About the author
American writer, poet, and activist (1934–1992) who described herself as a 'Black, lesbian, mother, warrior, poet.' A central figure in second-wave feminism and Black and queer liberation, Lorde insisted that the personal and the poetic were inseparable from the political, and her essays remain among the most assigned texts in feminist and queer studies.
Synopsis
Fifteen essays and speeches written between 1976 and 1984, including 'The Master's Tools Will Never Dismantle the Master's House,' 'The Uses of Anger,' and 'Poetry Is Not a Luxury.' Lorde writes as a self-described 'Black, lesbian, mother, warrior, poet,' insisting that liberation cannot be pursued one identity at a time, and that anger, eroticism, and even poetry are legitimate sources of political knowledge.
Quote to notice
Direct quote · Modern copyrighted work“For the master's tools will never dismantle the master's house. They may allow us temporarily to beat him at his own game, but they will never enable us to bring about genuine change.”

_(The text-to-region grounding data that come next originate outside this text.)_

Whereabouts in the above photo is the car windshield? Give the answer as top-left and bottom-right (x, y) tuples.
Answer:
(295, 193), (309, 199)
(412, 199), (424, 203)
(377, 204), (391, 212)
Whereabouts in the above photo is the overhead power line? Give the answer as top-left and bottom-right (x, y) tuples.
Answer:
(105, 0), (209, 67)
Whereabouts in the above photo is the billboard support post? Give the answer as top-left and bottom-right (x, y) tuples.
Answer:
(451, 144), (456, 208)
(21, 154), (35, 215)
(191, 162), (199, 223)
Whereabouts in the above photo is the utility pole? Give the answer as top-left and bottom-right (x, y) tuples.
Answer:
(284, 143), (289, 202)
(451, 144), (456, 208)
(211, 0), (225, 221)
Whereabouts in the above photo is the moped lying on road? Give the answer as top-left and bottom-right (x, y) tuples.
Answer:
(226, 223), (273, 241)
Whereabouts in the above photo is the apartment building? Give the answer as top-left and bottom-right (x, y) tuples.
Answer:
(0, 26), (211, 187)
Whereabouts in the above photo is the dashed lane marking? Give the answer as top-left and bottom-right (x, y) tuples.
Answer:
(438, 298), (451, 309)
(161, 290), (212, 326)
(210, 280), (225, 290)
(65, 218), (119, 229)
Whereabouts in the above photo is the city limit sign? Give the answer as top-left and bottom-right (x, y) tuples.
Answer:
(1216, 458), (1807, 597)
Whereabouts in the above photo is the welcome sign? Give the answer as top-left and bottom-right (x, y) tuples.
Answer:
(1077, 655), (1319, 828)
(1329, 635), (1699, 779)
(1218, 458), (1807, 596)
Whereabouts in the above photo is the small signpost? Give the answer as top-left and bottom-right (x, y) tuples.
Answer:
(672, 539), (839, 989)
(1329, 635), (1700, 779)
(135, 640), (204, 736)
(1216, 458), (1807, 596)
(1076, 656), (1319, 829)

Lorde's most quoted line warns that working only within the existing structures and assumptions of power can win small concessions but cannot produce real transformation. Genuine change, she argues, requires drawing on exactly the differences and ways of knowing that the dominant order dismisses.
To avoid a bubble
Pair with universalist liberal feminism and with critics who worry that an emphasis on irreducible difference can undercut the common ground that political coalitions require.
Reading note
Read 'The Master's Tools' and 'The Uses of Anger' first. These are short, dense, and meant to provoke — Lorde is writing as a poet as much as a theorist, so read for the turn of phrase as well as the argument.
Best paired with
bell hooks, Ain't I a Woman; Patricia Hill Collins, Black Feminist Thought.